Friday, Jun. 07, 1963

The Poet Armed

THE ROCK GARDEN (251 pp.)--Nikos Kazantzakis--Simon & Schuster ($4.50).

In 1936, Japan and China were on the verge of war and hardly in the mood for poetry. But the great Greek Poet-Novelist Nikos Kazantzakis chose that year to make a trip to the Orient. There his poetic values came under heavy bombardment. In this transparently autobiographical novel, as slender in plot as it is rich in philosophy, Kazantzakis records the intellectual combat.

On the surface, Japanese life seemed to have the "feathery Buddhist consistency of dreams." In reality, the Japanese were feverishly girding for war, as if for a sacred mission. "These little Japanese," noted Kazantzakis, "have an implacable purpose: to create a new human type which has no fear of death; which, on the contrary, aspires to death as to the supreme crown of life." "You white men," a Japanese contemptuously tells him, "have lost the essence of man: the impulse toward something that is more than yourselves."

Contempt for Beauty. Kazantzakis is doubly resented: as a white man and as an apolitical, uncommitted man in a time of passionate commitment. He tries to mediate between East and West, between Japanese and Chinese. But everywhere he is rebuffed. "We were born in an age of war," a Chinese tells him. "Let us fight, then. Without intellectual shilly-shallying. Let us choose, right or left matters little, but let us choose."

Kazantzakis takes a poet's delight in the beauties of the ancient Orient. In Peking, he lovingly explores every crevice of crumbling palaces. "Praised be luxury," he cries, "superfluous luxury, the peacock's plume! That is what civilization is: to feel that luxury is as indispensable as bread." But the Chinese are embarrassed by their past and consider it fit only for tourists. They scoff at Kazantzakis' bourgeois concern for beauty. "I hate beauty because it dries up hearts," a Chinese tells him. "Your heart, so tender in appearance, is dry and cruel, like the hearts of all artists. You do not think of human suffering, but of the expression on men's faces and the intonations of their cries when they suffer. We men of action . . . fight to put an end to their suffering."

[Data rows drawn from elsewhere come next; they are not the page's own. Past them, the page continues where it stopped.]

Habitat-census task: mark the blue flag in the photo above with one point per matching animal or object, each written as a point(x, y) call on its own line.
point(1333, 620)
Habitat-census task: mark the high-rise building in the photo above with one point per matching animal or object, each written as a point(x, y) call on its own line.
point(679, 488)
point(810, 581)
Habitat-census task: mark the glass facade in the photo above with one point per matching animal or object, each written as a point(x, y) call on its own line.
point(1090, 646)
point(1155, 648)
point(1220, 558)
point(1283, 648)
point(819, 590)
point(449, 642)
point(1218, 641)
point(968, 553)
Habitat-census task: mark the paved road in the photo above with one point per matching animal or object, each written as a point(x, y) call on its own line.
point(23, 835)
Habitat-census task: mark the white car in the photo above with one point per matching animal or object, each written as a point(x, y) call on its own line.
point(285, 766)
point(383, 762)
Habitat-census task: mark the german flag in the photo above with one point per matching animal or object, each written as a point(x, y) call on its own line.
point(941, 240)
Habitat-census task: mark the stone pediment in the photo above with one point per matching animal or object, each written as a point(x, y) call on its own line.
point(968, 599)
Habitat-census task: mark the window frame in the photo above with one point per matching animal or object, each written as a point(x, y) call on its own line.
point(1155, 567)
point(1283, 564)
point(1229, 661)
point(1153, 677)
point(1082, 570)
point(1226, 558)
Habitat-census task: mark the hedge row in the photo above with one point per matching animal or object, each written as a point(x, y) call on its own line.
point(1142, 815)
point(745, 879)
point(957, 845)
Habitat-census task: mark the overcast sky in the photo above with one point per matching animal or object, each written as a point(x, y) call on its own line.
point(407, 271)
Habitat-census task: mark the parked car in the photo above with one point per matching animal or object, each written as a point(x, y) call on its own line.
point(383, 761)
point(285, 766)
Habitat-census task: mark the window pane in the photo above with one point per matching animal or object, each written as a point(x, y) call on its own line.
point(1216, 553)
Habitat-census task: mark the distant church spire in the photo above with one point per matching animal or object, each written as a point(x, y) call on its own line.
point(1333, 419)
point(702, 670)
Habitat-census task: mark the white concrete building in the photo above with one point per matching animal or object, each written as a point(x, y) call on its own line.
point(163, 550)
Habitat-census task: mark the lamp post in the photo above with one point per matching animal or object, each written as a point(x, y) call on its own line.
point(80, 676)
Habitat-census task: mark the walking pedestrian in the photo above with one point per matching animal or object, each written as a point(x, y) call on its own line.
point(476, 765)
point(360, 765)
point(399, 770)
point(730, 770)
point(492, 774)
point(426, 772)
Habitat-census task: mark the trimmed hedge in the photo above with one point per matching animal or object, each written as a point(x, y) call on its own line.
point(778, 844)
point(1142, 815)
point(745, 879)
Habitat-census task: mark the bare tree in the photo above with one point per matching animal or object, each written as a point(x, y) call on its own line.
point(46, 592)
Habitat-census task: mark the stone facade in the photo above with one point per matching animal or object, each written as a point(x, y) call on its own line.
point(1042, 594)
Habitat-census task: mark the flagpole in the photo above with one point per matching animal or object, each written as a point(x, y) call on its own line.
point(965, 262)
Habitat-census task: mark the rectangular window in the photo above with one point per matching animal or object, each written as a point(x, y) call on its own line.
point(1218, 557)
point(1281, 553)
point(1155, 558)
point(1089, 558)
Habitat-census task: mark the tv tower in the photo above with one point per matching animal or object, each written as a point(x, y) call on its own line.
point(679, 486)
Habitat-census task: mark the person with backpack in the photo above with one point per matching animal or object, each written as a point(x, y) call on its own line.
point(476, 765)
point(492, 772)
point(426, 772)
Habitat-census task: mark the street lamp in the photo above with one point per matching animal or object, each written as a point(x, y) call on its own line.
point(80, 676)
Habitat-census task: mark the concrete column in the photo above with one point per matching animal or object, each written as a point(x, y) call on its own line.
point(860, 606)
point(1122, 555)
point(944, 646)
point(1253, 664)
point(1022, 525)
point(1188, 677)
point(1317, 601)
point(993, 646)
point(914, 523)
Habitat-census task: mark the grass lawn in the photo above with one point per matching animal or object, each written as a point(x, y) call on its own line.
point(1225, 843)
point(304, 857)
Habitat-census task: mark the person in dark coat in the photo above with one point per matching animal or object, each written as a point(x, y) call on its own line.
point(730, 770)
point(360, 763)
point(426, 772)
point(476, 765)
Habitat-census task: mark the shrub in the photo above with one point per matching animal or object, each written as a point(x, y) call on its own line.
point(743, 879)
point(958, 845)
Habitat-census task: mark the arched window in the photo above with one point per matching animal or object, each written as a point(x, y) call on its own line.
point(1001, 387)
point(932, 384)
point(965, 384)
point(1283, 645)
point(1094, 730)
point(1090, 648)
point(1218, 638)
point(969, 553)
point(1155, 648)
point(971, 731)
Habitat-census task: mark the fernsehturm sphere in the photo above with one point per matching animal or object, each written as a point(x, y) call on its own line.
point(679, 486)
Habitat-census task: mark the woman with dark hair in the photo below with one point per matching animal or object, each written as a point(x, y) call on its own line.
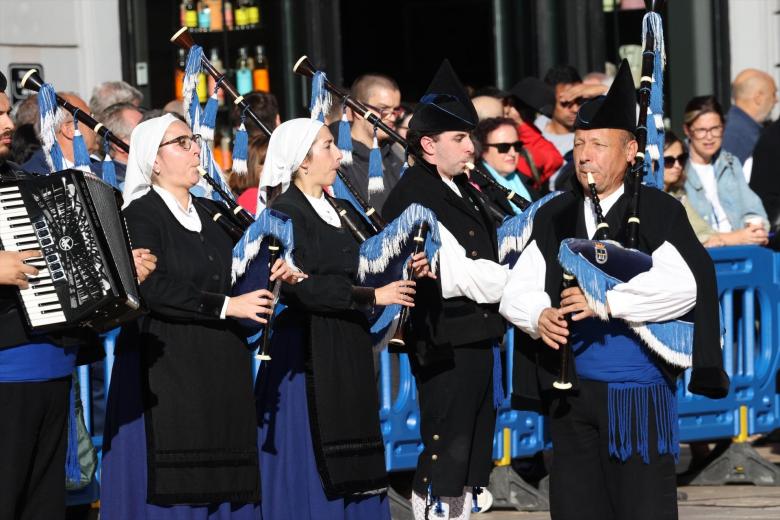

Ceaseless Combat. In the course of his trip, Kazantzakis does not make a single friend. The closest he comes to friendship is when a Japanese grudgingly confesses: "Your absence is more disagreeable to me than your presence." When he falls in love with a willowy Chinese girl, she is whisked away to serve in the war effort. "Her individual suffering," Kazantzakis muses, "had assumed its true proportions, lost like a tiny sigh over the immense and dolorous face of China!"

What saddened Kazantzakis' life, however, strengthened his art. His experiences steeled his poet's nerves, shaped the hard philosophy of his later masterpieces, The Odyssey and The Last Temptation of Christ. Life is ceaseless combat, Kazantzakis learned, and the poet's fight is the fiercest of all: to translate experience into words, to "transform flesh into spirit."